Reserving a portion of the coding space for compressed instructions it’s different from Thumb. One doesn’t have to squeeze everything in. If something is difficult it can be ignored and left to the 32-bit encoding, leaving coding space to allow anything else to capture more cases.

On the other hand it’s tempting to hang on to some of the CISC-like tuples on the basis that they are strong candidates for fusion, and sometimes that is a squeeze. It’s bad form to pre-suppose the implementation in the ISA, but it’s still tempting to make such an optimisation available.

Next steps

I really need more data about why each instruction fails to fall into a pair. Is it because I chose the wrong shortlist of opcodes, or because the operand constraints don’t fit, or because the immediate is too big? A lot of this hangs on choices the compiler made, which in turn reflect the instruction set it was aiming for, but I don’t think I’m capable of iterating over the compiler’s notion of available instructions, so I’ll just use proxy configurations instead.

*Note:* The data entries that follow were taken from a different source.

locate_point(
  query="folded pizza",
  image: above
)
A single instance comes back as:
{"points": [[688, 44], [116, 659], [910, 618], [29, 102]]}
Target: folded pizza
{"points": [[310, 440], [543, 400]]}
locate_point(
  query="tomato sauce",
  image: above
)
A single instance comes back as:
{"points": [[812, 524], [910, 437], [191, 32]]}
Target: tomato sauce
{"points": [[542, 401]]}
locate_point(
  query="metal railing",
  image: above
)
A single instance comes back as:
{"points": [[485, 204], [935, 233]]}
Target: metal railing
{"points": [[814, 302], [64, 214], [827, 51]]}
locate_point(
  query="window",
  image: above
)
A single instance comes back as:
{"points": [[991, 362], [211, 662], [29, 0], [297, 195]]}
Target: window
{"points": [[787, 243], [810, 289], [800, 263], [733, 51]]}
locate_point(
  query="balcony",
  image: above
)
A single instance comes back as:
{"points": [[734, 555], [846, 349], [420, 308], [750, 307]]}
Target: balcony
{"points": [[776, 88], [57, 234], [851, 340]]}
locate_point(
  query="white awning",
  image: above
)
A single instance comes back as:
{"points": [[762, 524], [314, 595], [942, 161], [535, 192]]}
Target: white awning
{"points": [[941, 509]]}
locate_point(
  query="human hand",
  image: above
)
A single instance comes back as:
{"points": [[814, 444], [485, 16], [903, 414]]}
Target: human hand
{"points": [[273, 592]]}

As a general guide I plan to use:

qemu-riscv64-static -d nochain,in_asm,execxx ./benchmark

(or something like that) to collect translation blocks of instructions and count the number of times each block is executed. These blocks, compiled in different ways, can be used for a casual measure of the compression ratio, but it would rely on some re-ordering of instructions and a contract in the compiler to not use the t6 register because I borrowed it for some operation pairs with throwaway results.

What would be better is to see how different arrangements fare in an actual compiler trying to optimise for them, but I don’t know if that’s a realistic thing to experiment with.